Obviously that won't stop motivated teens from taking their parents ID cards or similar mechanisms. Thst means any system that likes to prevent that needs to additionally ensure the identity of the card holder. And then you create a privacy nightmare.

So my proposal would be to accept that nothing is ever perfect and just use the card and ensure that system works as well as it could.

Of course "card " is a standin for all manner of hardware that can do it, including phones.

anticrymactic 2 days ago | parent | next [-]

> Crypto where the OS (or a website) can ask the card: "Is the holder of that card over X years old y/n?" and the card would just answer with a binary yes no question without exposing any other data while still checking the government signature.

This is the same as "What's the card holders age" by simply binary searching for it. A better way would be:

1. Have the card define the countries age access levels. (Example in Germany: >=16 [Beer/Wine], >=18 everything else)

2. The app can only ask: "Is [BEER] allowed for the card holder y/n?

This makes it immediately cross-legislative and protects the exposed data from meta analysis.

Edit: This would allow for self exclusion too. Make it possible for individuals to give up access to gambling/alcohol/tabacco/porn nationally.

atoav 2 days ago | parent [-]

I don't think this belongs on the card to be honest.
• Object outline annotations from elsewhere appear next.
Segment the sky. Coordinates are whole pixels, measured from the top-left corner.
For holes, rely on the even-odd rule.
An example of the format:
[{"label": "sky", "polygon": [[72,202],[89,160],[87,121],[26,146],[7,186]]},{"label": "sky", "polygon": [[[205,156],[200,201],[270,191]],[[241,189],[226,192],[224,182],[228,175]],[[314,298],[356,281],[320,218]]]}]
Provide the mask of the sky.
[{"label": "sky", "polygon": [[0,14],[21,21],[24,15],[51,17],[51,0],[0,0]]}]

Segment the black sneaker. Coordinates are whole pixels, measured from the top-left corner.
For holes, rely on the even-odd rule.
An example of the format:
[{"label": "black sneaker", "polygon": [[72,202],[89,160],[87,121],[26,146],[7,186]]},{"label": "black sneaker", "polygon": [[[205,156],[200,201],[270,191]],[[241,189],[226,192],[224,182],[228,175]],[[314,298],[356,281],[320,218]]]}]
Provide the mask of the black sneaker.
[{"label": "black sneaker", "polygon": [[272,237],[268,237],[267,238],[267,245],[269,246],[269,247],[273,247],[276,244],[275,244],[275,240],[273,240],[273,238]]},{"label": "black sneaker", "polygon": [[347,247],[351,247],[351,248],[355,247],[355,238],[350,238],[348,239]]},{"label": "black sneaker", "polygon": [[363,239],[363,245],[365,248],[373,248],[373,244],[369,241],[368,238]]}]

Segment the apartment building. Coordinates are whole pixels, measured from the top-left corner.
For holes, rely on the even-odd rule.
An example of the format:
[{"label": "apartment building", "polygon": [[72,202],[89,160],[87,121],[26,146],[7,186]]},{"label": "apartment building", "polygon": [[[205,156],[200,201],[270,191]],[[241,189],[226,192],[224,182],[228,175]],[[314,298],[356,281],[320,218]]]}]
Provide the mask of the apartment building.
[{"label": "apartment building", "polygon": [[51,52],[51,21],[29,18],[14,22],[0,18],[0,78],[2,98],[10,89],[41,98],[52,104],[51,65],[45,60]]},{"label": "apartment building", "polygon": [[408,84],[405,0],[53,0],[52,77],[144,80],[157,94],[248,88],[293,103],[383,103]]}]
Otherwide each legislative adjustment would require population-scale updates.

This can go into the reader of anybody who e.g. sells beer to pick your example:

  1. Reader knows beer >= 18 because reader is in Germany  
  
  2. Reader asks card to verify >= 18
  
  3. etc.  
  
This keeps the many cards simple and safe, while the locale is set to the thing that is both easier to police, to update and to support (far less people sell beer than buy it).

Self exclusion would still be possible if there is a standard for it.

Cthulhu_ 2 days ago | parent | prev [-]

in the Netherlands we have a better system called iDIN; it works like doing an online payment (iDeal / WERO):

* Website asks for age verification * User is redirected to their bank * Bank asks the user to log in - username/password, 2fa, bank app (whose login is behind the device's security and a secondary verification like PIN code or biometrics) * Bank tells the requester that the user is 18+, no more

This leverages a trusted party (your bank, which is subject to heavy IT security regulation and audits) and you need to show ID to open an account anyway), secrets only you know (and your kids can't easily take), phone security systems, etc. Does not require uploading ID to a 3rd party, does not require changing how IDs work, etc.

rcxdude 2 days ago | parent | next [-]

This still gives your bank a pretty good idea of what websites you are visiting though. It should not need to know this with modern cryptography.

atoav 2 days ago | parent | prev [-]

There are people without bank account. It isn't a big part of the population (estimated to be 0.02% or about 16.000 people in Germany), but I still feel on principle this is a basal governmental function that should remain governmental and not tied to other services that can be denied to you for various reasons. This or you make having a bank account a guaranteed human right. I am fine with both.